May 20, 2026

Real-Time Crypto Insights, News And Articles

Ex-OpenAI’s Leopold Aschenbrenner makes $13.6B AI bet tied to crypto mining firms

Leopold Aschenbrenner is doubling down on AI’s infrastructure layer, shifting capital away from semiconductor giants and into bitcoin miners and power-heavy compute providers.

The former OpenAI researcher—widely known for his warnings about geopolitical risks to advanced AI—has significantly expanded his exposure to companies that control electricity, data centers, and high-performance computing, while simultaneously building sizable bearish bets against chipmakers.

His latest 13F filing with the U.S. Securities and Exchange Commission shows disclosed equity holdings rising from $5.5 billion at the end of 2025 to $13.67 billion as of March 31.

A large portion of his long positions is concentrated in bitcoin miners and related infrastructure firms, including IREN, Core Scientific (CORZ), Riot Platforms (RIOT), CleanSpark (CLSK), Bitfarms (BITF), Bitdeer (BTDR), and Hive Digital (HIVE). These companies are increasingly repositioning themselves as providers of energy and compute capacity for AI workloads, leveraging existing access to power contracts and large-scale facilities.

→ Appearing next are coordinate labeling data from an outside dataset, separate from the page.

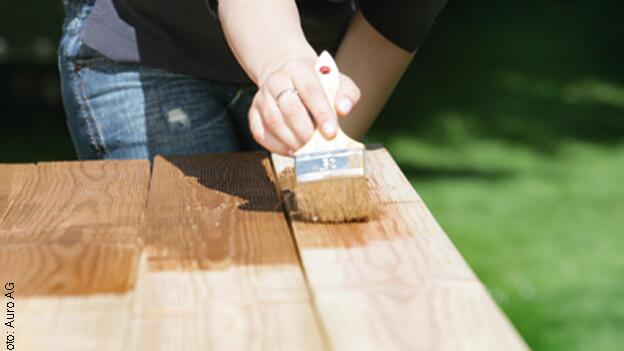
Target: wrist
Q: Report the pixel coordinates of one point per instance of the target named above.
(278, 58)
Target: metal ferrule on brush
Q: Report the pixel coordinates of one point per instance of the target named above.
(330, 164)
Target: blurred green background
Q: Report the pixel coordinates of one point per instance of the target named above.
(510, 124)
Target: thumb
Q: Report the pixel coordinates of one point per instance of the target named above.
(347, 97)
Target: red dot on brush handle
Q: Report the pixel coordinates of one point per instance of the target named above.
(324, 69)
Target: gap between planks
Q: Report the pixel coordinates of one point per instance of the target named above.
(395, 282)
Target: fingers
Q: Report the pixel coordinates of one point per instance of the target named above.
(347, 96)
(293, 111)
(315, 100)
(286, 125)
(263, 137)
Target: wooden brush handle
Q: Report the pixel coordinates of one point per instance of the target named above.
(329, 75)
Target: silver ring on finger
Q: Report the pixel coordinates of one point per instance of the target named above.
(284, 93)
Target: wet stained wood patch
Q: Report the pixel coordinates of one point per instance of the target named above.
(203, 254)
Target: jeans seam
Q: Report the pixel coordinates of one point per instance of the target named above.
(87, 113)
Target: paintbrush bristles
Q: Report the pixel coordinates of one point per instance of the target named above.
(333, 200)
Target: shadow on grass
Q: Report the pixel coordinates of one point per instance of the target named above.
(422, 173)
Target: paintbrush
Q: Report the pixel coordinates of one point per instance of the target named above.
(330, 175)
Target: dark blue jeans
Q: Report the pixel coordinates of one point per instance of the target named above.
(128, 111)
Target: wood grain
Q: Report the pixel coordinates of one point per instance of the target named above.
(220, 270)
(11, 181)
(69, 241)
(396, 282)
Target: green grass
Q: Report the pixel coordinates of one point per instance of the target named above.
(541, 231)
(510, 125)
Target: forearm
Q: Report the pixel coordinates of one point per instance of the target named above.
(376, 65)
(263, 34)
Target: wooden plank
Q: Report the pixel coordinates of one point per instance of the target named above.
(11, 181)
(396, 282)
(220, 269)
(70, 244)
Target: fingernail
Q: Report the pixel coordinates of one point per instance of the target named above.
(345, 105)
(329, 128)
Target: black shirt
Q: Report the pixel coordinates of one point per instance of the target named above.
(185, 36)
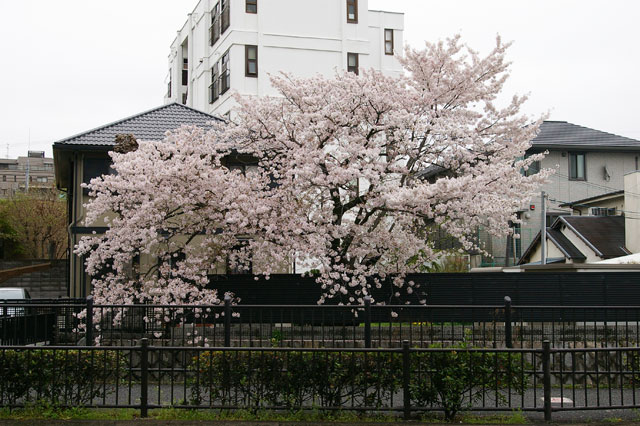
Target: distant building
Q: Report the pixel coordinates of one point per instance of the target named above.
(85, 156)
(228, 45)
(601, 227)
(589, 164)
(32, 171)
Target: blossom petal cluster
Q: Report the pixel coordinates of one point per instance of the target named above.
(342, 183)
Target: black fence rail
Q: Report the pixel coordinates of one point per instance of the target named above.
(406, 380)
(39, 320)
(316, 326)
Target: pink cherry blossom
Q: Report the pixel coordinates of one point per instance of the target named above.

As demand for AI data centers accelerates, their hybrid role as both miners and infrastructure providers has attracted growing investor attention.

Beyond mining firms, Aschenbrenner also disclosed notable stakes in Bloom Energy (BE), SanDisk (SNDK), and cloud platform CoreWeave (CRWV), reinforcing his broader thesis centered on the physical backbone of AI.

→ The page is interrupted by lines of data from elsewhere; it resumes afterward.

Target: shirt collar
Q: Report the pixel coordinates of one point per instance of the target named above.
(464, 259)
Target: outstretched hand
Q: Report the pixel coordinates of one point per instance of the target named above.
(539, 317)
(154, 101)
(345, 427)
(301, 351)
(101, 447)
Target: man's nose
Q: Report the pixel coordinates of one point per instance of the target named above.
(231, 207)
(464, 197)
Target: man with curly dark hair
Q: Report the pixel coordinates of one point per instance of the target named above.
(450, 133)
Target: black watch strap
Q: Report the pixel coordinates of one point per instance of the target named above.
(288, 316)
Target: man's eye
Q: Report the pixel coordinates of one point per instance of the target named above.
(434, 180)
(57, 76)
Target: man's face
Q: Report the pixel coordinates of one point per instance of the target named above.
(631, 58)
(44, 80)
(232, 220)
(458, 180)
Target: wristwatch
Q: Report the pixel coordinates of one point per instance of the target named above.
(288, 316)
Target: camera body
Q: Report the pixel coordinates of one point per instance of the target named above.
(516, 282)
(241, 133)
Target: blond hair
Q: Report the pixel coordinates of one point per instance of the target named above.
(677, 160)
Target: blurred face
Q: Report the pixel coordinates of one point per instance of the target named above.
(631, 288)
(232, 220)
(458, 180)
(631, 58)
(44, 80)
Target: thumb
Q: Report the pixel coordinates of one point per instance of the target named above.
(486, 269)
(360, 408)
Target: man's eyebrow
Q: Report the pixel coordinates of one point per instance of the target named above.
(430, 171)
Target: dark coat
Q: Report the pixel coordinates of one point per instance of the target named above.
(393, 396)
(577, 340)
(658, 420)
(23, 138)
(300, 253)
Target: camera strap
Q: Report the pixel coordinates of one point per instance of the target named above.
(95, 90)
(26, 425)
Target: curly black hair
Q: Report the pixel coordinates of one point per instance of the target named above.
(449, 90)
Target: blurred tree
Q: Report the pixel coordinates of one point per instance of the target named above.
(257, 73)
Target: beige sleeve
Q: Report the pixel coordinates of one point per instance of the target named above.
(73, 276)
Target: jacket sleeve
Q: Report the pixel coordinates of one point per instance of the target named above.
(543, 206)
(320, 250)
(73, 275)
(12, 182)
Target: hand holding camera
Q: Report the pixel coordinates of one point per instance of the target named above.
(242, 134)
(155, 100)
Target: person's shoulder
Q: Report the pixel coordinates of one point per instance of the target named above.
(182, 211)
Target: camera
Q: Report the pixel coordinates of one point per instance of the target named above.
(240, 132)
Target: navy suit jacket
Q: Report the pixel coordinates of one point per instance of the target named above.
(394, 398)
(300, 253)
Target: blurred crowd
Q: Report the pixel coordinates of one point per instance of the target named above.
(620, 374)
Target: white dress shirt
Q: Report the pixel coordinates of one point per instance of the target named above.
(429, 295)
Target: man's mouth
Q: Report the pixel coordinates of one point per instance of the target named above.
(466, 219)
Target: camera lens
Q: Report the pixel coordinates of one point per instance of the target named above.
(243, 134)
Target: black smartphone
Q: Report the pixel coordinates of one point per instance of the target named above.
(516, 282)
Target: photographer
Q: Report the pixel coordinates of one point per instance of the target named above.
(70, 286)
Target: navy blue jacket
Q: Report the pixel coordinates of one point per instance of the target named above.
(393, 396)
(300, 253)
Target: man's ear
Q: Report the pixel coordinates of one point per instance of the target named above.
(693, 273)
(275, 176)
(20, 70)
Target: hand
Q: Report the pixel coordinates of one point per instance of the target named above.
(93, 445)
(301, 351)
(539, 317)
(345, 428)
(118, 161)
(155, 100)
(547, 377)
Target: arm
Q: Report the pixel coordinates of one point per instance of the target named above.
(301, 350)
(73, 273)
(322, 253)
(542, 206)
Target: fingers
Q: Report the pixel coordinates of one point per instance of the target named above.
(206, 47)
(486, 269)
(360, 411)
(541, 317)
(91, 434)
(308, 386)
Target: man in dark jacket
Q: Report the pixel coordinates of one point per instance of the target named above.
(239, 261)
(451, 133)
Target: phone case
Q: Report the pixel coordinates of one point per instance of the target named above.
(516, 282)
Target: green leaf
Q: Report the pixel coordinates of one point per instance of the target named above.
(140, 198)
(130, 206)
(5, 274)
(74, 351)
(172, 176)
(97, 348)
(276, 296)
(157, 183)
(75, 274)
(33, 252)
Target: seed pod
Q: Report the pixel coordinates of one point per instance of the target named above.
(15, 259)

At the same time, he has taken a strong contrarian stance against the semiconductor sector. The filing reveals $7.46 billion in put options targeting chipmakers and related exchange-traded funds, including a $2.04 billion position against the VanEck Semiconductor ETF, a $1.57 billion bet against Nvidia (NVDA), and more than $1 billion in combined puts tied to Oracle (ORCL) and Broadcom (AVGO).

The positioning signals a clear strategic view: that the next phase of the AI cycle may be driven less by chip designers and more by companies that own the energy and infrastructure required to run increasingly power-intensive models.